Jacques Mamounoubala

Personal information
- Full name: Jacques Mamounoubala
- Date of birth: 2 April 1953
- Place of birth: Brazzaville, French Equatorial Africa
- Date of death: 28 May 2016 (aged 63)
- Place of death: Brazzaville, Congo–Brazzaville
- Position: Left winger

Senior career*
- Years: Team / Apps / (Gls)
- 1972–1973: Avenir du Rail Ouenzé
- 1974–1985: CARA Brazzaville
- Total:  / 77 / (7)

International career
- 1978–1981: Congo /  / (2)

= Jacques Mamounoubala =

Congolese footballer (1953–2016)

Jacques Mamounoubala (2 April 1953 – 28 May 2016) was a Congolese footballer.
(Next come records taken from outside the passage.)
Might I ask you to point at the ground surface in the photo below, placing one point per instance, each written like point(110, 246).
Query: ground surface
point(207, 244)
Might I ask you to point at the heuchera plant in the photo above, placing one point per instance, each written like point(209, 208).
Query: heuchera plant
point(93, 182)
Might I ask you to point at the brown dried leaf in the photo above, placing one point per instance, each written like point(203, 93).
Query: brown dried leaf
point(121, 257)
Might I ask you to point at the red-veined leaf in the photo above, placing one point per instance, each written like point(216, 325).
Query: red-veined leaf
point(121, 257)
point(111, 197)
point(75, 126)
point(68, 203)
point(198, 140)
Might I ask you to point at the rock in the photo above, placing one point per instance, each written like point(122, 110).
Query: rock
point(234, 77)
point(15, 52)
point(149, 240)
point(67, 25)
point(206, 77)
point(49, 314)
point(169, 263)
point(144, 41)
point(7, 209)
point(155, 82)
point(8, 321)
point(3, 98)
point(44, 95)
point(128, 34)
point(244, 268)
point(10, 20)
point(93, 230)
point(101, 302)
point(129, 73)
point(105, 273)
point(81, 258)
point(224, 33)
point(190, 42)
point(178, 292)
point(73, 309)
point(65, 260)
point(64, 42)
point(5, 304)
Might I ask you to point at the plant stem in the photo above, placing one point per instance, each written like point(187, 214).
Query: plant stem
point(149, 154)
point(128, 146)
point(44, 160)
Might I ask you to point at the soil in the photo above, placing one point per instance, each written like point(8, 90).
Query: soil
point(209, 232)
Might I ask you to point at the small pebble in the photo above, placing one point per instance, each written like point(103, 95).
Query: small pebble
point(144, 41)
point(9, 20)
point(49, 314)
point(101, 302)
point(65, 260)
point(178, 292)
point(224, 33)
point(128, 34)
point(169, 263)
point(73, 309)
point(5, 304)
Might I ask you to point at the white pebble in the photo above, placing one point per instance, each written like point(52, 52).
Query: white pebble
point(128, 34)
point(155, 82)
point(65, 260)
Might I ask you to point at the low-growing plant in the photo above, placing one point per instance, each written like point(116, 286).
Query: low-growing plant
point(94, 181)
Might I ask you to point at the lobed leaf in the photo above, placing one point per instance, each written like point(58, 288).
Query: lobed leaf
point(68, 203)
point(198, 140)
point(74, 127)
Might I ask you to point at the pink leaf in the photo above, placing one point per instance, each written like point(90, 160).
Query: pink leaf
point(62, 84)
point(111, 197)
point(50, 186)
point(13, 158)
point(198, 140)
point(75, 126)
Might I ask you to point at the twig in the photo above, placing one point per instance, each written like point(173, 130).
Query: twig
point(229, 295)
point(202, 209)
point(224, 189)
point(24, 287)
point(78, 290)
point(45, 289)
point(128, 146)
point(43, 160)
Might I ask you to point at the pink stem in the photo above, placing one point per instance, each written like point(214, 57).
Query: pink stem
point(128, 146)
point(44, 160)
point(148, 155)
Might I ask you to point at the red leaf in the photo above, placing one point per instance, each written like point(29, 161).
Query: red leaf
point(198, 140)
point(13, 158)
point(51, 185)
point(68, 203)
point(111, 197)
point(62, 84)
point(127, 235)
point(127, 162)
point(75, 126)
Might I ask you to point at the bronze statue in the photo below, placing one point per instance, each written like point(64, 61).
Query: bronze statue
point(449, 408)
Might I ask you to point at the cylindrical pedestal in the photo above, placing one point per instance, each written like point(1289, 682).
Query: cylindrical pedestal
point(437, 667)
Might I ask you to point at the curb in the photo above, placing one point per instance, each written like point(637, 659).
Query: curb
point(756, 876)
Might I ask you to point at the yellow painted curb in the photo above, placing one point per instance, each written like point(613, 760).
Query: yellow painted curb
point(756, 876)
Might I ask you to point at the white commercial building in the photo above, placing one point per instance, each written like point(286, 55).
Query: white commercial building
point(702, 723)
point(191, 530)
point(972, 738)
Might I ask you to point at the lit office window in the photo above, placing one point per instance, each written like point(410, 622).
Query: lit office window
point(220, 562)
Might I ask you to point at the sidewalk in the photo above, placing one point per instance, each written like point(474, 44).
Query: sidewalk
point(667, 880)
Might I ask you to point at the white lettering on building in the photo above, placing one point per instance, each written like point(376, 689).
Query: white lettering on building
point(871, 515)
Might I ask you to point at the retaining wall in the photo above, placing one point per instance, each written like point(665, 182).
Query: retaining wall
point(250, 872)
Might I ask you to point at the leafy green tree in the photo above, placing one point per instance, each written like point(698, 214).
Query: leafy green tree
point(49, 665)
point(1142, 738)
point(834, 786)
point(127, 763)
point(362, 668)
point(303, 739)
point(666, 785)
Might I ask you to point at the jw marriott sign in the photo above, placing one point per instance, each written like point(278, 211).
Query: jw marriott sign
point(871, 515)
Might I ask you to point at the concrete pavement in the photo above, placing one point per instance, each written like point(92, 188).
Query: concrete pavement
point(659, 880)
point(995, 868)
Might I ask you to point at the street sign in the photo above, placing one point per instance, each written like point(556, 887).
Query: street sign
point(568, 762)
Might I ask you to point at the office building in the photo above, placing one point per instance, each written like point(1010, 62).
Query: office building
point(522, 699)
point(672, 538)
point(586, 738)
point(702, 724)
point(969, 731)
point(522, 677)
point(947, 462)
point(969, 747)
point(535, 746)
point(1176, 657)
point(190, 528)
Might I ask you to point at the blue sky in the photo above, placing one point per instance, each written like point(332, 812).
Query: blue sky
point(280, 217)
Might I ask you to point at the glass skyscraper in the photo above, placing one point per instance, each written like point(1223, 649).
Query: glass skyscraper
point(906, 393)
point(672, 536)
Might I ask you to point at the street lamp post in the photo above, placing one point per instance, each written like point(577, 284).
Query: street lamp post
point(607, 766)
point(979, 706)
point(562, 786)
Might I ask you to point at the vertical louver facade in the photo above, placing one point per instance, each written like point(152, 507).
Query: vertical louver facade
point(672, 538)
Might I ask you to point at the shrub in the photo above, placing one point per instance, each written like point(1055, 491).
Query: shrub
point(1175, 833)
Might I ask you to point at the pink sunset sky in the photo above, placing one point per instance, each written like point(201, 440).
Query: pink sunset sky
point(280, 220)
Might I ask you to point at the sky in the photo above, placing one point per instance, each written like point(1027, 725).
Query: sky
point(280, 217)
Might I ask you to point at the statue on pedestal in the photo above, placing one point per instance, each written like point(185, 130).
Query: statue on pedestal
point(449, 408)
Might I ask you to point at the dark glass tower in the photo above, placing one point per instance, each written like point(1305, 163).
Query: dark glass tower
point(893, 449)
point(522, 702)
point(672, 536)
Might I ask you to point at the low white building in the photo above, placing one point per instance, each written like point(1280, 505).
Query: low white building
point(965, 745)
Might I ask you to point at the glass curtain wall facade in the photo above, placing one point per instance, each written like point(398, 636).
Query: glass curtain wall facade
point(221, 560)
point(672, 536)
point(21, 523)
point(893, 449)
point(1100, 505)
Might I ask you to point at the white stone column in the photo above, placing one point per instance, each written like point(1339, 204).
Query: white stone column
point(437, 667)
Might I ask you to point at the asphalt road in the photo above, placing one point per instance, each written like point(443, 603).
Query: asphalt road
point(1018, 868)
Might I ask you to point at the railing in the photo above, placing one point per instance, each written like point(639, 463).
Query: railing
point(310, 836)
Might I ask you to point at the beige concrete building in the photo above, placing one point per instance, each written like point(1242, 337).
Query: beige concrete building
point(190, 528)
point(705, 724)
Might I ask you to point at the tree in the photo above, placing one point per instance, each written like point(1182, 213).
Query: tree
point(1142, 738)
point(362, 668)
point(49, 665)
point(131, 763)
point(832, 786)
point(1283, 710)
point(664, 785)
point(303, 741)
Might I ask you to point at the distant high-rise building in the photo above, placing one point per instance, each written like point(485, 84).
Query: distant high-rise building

Nicknamed "La Mama", he played as a left winger for CARA Brazzaville throughout the 1970s and the 1980s. He also represented his home country of Congo–Brazzaville at the 1978 African Cup of Nations.

==Club career==
Mamounoubala began his career playing for Avenir du Rail in the early 1970s before joining CARA Brazzaville in 1974. In his inaugural season with the club, he won the 1974 African Cup of Champions Clubs. His style of play was characterized by his runs along the touchline usually resulting in crosses or shots towards the goal. He continued playing for the club into the 1980s alongside other players such as Ange Ngapy, Médard Ngakosso and Guy Armand Nkéoua until his retirement in 1985. During his tenure with the club, he was the top scorer of the .

==International career==
Mamounoubala was first called up to represent Congo–Brazzaville for the 1978 African Cup of Nations following failing to qualify for the 1976 edition. Despite the early elimination of Les Diables Rouges in the group stage, Mamounoubala had the record of being the only Congolese goalscorer, scoring in the 3–1 loss against Uganda on 6 March 1978. His second goal came in a friendly against Niger on 5 October 1980 in celebration of the centennial of his home city of Brazzaville.

==Personal life==
Mamounoubala died on 28 May 2016 following years of health problems.